RICHMOND — An Indiana doctor accused of pointing and shooting a BB gun last year at another driver on Interstate 75 pleaded guilty Monday to wanton endangerment.
Dr. Perrin Dobyns, 51, of Corydon, Ind., entered the plea in Madison Circuit Court. Under a plea agreement, Dobyns will be supervised for three years by probation and parole officials, but he could face three years in prison if he violates the terms of the plea or any other conditions set by probation and parole.
First-degree wanton endangerment in Kentucky carries a penalty of one to five years in prison.
Dobyns and his lawyer, Jim Lowry of Lexington, declined to comment as they left the courthouse.
Madison Circuit Judge Jean Chenault Logue scheduled sentencing for Oct. 2.
The other driver, David Kollar, told state police he saw a driver operating recklessly on I-75 on Sept. 29 in Madison County.
Kollar took out his smartphone and recorded video, which captured Dobyns pointing a pistol in his direction while the cars continued side by side on the interstate.
No one was hurt in the confrontation, but Dobyns was arrested at the prison where he works in Branchville, Ind.
In November, the Medical Licensing Board of Indiana suspended his medical license for 90 days.
Then, in March, the board put Dobyns' license on indefinite suspension, and he was ordered to pay a $500 fine.

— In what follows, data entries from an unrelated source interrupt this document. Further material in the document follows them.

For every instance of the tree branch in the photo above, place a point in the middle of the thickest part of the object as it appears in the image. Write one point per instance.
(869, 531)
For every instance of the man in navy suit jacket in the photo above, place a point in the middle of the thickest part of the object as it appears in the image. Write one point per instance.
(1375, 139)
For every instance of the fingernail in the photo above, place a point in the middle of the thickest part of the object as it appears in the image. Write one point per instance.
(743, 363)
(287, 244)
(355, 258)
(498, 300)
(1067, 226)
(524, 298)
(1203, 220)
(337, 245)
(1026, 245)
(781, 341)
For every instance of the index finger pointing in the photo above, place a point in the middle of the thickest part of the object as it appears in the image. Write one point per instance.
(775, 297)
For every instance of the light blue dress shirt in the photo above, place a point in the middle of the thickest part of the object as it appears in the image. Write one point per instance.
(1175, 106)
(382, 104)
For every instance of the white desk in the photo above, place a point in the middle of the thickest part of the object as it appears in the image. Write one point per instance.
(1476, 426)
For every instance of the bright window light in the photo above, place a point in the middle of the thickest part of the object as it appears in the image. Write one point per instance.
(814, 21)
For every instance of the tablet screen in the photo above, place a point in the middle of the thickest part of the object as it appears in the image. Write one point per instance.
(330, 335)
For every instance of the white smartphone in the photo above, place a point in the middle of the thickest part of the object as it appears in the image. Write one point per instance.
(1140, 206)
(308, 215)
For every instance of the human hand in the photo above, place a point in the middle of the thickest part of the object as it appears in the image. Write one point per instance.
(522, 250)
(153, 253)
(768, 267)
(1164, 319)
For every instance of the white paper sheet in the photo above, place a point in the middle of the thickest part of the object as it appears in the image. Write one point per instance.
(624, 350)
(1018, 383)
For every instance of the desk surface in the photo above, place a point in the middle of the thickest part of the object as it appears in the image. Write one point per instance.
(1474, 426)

In its findings of fact, the board said Dobyns was "unfit to practice due to professional incompetence as he continues to engage in a pattern of conduct which demonstrates an inability to exercise reasonable care and diligence as is normally exercised by practitioners in the same or similar circumstances."
The board found that Dobyns "has a history of substance abuse dating back to 2001 while practicing in Oklahoma." Dobyns moved his practice to Indiana in 2002 "while he continued to abuse alcohol and prescription drugs," the board found.
He enrolled in an inpatient treatment program in Chicago for 10 weeks.
In 2007, he moved to North Carolina but relapsed in 2008, and his license there was suspended indefinitely.
In November 2009, his Indiana medical license was renewed, but he was placed on "indefinite probation."
In August 2010, Dobyns met with a Drug Enforcement Administration investigator concerning an application for a DEA registration, but that was denied. (Physicians must be registered with the DEA before they may prescribe controlled substances.) An administrative law judge later recommended that Dobyns be granted a DEA registration subject to certain conditions.
In March 2012, the probationary status of Dobyns' Indiana medical license was removed, although he agreed to follow the terms of his contract with a physician assistance program. The program of the Indiana State Medical Association addresses the needs of physicians impaired by chemical dependence, psychiatric disorders and physician disability.
Under the terms of his plea agreement, Dobyns must have no other violations of the law, must resolve his current license suspension or actively pursue other employment, and he must submit to random drug testing.